High Court refuses permission to appeal in Boyd extradition case, upholding forum and Article 8 findings against US fraud suspect.
The High Court has refused permission to appeal against the extradition of Damario Boyd, a 30-year-old US citizen wanted to face an 11-count indictment in the District of Rhode Island, rejecting arguments based on both the forum bar and Article 8 of the European Convention on Human Rights.
Mr Justice Fordham handed down the judgement at a hearing on 1 July 2026, upholding the decision of District Judge Sternberg made at Westminster Magistrates' Court in March 2025. Extradition had subsequently been ordered by the Home Secretary on 28 April 2025.
Boyd is accused of defrauding a US citizen, Joseph Maloney, of approximately US$1.2 million between 2017 and 2021, allegedly by assuming the online persona of a woman named Jaynay Harley. Prosecutors allege the scheme began with aggravated identity theft and culminated in extortionate threats made in May 2021, after Maloney refused to make further transfers. Some of the misappropriated funds are said to have come from Maloney's employer, a private hospital, with sums paid either by Maloney directly or diverted straight from the hospital to Boyd.
Boyd relocated to the United Kingdom in October 2020 and has remained here since, living with his partner and their children in Nottingham. The couple have four children, born between 2016 and 2024. He was arrested on the extradition request in August 2024 and has been held on remand for two years.
At first instance, District Judge Sternberg distinguished between different counts when assessing the forum bar under section 83A of the Extradition Act 2003, finding that later counts relating to 2021 conduct had a substantial UK connection, while earlier counts and the identity theft charge did not. Counsel for Boyd, Malcolm Hawkes, argued this distinction was flawed, relying on the Supreme Court's treatment of extradition offences and double criminality in El Khouri v USA [2025] UKSC 3. Fordham J found this argument had no practical traction, noting the district judge had gone on to assess the statutory factors on the alternative assumption that the distinction was wrong.

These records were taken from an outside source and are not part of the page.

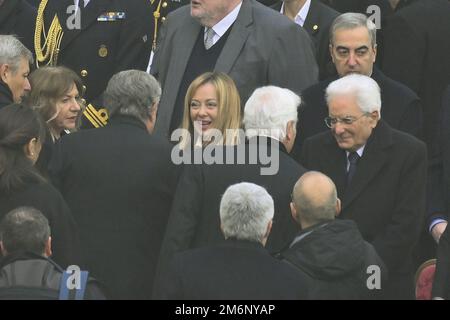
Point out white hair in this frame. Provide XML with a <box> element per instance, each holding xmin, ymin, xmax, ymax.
<box><xmin>220</xmin><ymin>182</ymin><xmax>274</xmax><ymax>242</ymax></box>
<box><xmin>330</xmin><ymin>12</ymin><xmax>377</xmax><ymax>48</ymax></box>
<box><xmin>325</xmin><ymin>74</ymin><xmax>381</xmax><ymax>117</ymax></box>
<box><xmin>243</xmin><ymin>86</ymin><xmax>301</xmax><ymax>141</ymax></box>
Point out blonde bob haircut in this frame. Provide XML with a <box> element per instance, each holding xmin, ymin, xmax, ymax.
<box><xmin>180</xmin><ymin>72</ymin><xmax>241</xmax><ymax>149</ymax></box>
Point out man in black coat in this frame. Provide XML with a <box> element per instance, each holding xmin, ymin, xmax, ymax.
<box><xmin>294</xmin><ymin>13</ymin><xmax>422</xmax><ymax>156</ymax></box>
<box><xmin>0</xmin><ymin>207</ymin><xmax>105</xmax><ymax>300</ymax></box>
<box><xmin>162</xmin><ymin>182</ymin><xmax>310</xmax><ymax>300</ymax></box>
<box><xmin>156</xmin><ymin>87</ymin><xmax>305</xmax><ymax>296</ymax></box>
<box><xmin>35</xmin><ymin>0</ymin><xmax>154</xmax><ymax>128</ymax></box>
<box><xmin>280</xmin><ymin>171</ymin><xmax>387</xmax><ymax>300</ymax></box>
<box><xmin>424</xmin><ymin>85</ymin><xmax>450</xmax><ymax>251</ymax></box>
<box><xmin>271</xmin><ymin>0</ymin><xmax>339</xmax><ymax>80</ymax></box>
<box><xmin>49</xmin><ymin>70</ymin><xmax>178</xmax><ymax>299</ymax></box>
<box><xmin>383</xmin><ymin>0</ymin><xmax>450</xmax><ymax>156</ymax></box>
<box><xmin>302</xmin><ymin>74</ymin><xmax>427</xmax><ymax>299</ymax></box>
<box><xmin>0</xmin><ymin>0</ymin><xmax>37</xmax><ymax>51</ymax></box>
<box><xmin>0</xmin><ymin>35</ymin><xmax>33</xmax><ymax>108</ymax></box>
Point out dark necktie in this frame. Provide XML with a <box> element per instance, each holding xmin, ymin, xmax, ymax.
<box><xmin>347</xmin><ymin>151</ymin><xmax>359</xmax><ymax>186</ymax></box>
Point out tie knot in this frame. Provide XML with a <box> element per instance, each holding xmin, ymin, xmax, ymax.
<box><xmin>205</xmin><ymin>28</ymin><xmax>216</xmax><ymax>50</ymax></box>
<box><xmin>347</xmin><ymin>151</ymin><xmax>359</xmax><ymax>164</ymax></box>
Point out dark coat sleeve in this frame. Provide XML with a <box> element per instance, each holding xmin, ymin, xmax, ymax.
<box><xmin>372</xmin><ymin>143</ymin><xmax>427</xmax><ymax>270</ymax></box>
<box><xmin>154</xmin><ymin>165</ymin><xmax>204</xmax><ymax>298</ymax></box>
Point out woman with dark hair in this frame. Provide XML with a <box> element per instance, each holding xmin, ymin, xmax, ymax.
<box><xmin>0</xmin><ymin>104</ymin><xmax>80</xmax><ymax>267</ymax></box>
<box><xmin>27</xmin><ymin>67</ymin><xmax>83</xmax><ymax>176</ymax></box>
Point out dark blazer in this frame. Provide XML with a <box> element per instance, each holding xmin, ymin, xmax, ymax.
<box><xmin>163</xmin><ymin>239</ymin><xmax>310</xmax><ymax>300</ymax></box>
<box><xmin>151</xmin><ymin>0</ymin><xmax>318</xmax><ymax>136</ymax></box>
<box><xmin>302</xmin><ymin>120</ymin><xmax>427</xmax><ymax>298</ymax></box>
<box><xmin>0</xmin><ymin>182</ymin><xmax>83</xmax><ymax>268</ymax></box>
<box><xmin>0</xmin><ymin>0</ymin><xmax>37</xmax><ymax>52</ymax></box>
<box><xmin>49</xmin><ymin>117</ymin><xmax>178</xmax><ymax>299</ymax></box>
<box><xmin>154</xmin><ymin>138</ymin><xmax>305</xmax><ymax>298</ymax></box>
<box><xmin>37</xmin><ymin>0</ymin><xmax>154</xmax><ymax>127</ymax></box>
<box><xmin>280</xmin><ymin>220</ymin><xmax>388</xmax><ymax>300</ymax></box>
<box><xmin>294</xmin><ymin>68</ymin><xmax>422</xmax><ymax>157</ymax></box>
<box><xmin>271</xmin><ymin>0</ymin><xmax>339</xmax><ymax>80</ymax></box>
<box><xmin>383</xmin><ymin>0</ymin><xmax>450</xmax><ymax>151</ymax></box>
<box><xmin>427</xmin><ymin>85</ymin><xmax>450</xmax><ymax>228</ymax></box>
<box><xmin>432</xmin><ymin>227</ymin><xmax>450</xmax><ymax>299</ymax></box>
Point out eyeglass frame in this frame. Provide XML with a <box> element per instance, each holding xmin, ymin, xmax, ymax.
<box><xmin>323</xmin><ymin>112</ymin><xmax>371</xmax><ymax>129</ymax></box>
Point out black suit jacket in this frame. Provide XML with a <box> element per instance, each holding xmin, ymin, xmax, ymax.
<box><xmin>155</xmin><ymin>138</ymin><xmax>305</xmax><ymax>296</ymax></box>
<box><xmin>163</xmin><ymin>239</ymin><xmax>310</xmax><ymax>300</ymax></box>
<box><xmin>293</xmin><ymin>68</ymin><xmax>422</xmax><ymax>158</ymax></box>
<box><xmin>37</xmin><ymin>0</ymin><xmax>154</xmax><ymax>127</ymax></box>
<box><xmin>49</xmin><ymin>117</ymin><xmax>178</xmax><ymax>299</ymax></box>
<box><xmin>383</xmin><ymin>0</ymin><xmax>450</xmax><ymax>151</ymax></box>
<box><xmin>0</xmin><ymin>182</ymin><xmax>83</xmax><ymax>268</ymax></box>
<box><xmin>302</xmin><ymin>120</ymin><xmax>427</xmax><ymax>297</ymax></box>
<box><xmin>271</xmin><ymin>0</ymin><xmax>339</xmax><ymax>80</ymax></box>
<box><xmin>427</xmin><ymin>85</ymin><xmax>450</xmax><ymax>227</ymax></box>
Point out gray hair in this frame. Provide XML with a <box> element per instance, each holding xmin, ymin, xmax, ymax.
<box><xmin>292</xmin><ymin>171</ymin><xmax>338</xmax><ymax>224</ymax></box>
<box><xmin>243</xmin><ymin>86</ymin><xmax>301</xmax><ymax>141</ymax></box>
<box><xmin>325</xmin><ymin>74</ymin><xmax>381</xmax><ymax>118</ymax></box>
<box><xmin>0</xmin><ymin>35</ymin><xmax>34</xmax><ymax>74</ymax></box>
<box><xmin>0</xmin><ymin>207</ymin><xmax>50</xmax><ymax>255</ymax></box>
<box><xmin>104</xmin><ymin>70</ymin><xmax>161</xmax><ymax>122</ymax></box>
<box><xmin>220</xmin><ymin>182</ymin><xmax>274</xmax><ymax>242</ymax></box>
<box><xmin>330</xmin><ymin>12</ymin><xmax>377</xmax><ymax>48</ymax></box>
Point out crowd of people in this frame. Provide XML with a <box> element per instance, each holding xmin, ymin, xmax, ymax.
<box><xmin>0</xmin><ymin>0</ymin><xmax>450</xmax><ymax>300</ymax></box>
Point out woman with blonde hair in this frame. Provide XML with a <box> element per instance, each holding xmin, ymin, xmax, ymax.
<box><xmin>180</xmin><ymin>72</ymin><xmax>241</xmax><ymax>149</ymax></box>
<box><xmin>28</xmin><ymin>67</ymin><xmax>83</xmax><ymax>142</ymax></box>
<box><xmin>27</xmin><ymin>67</ymin><xmax>83</xmax><ymax>176</ymax></box>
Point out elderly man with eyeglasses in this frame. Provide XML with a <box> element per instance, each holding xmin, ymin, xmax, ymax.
<box><xmin>301</xmin><ymin>74</ymin><xmax>427</xmax><ymax>299</ymax></box>
<box><xmin>292</xmin><ymin>12</ymin><xmax>422</xmax><ymax>158</ymax></box>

The district judge had found that the location of resultant harm, the interests of the victims, and the desirability of a unified prosecution all weighed heavily in favour of the US as the appropriate forum, while accepting that Boyd's UK connections and the availability of evidence for a UK trial weighed against extradition. On balance, the factors favouring US prosecution were found to substantially outweigh those favouring the UK.
On the Article 8 challenge, Hawkes pointed to evidence of deterioration in the mental health of Boyd's partner, including a documented history of self-harm and a risk of suicide, together with the intervention of mental health services in relation to the couple's eldest child. He submitted that trial in the UK represented an alternative capable of meeting the public interest in prosecution without the severe consequences of extradition, referencing HH [2012] UKSC 25.
Fordham J acknowledged the severity of the impact on the family but found no arguable error in the district judge's balancing exercise, concluding that the strong public interest considerations favouring extradition decisively outweighed the family circumstances relied upon, even accounting for the proposed fresh evidence.
Permission to appeal was refused, as was permission to adduce the fresh evidence, on the basis that it was incapable of altering the outcome.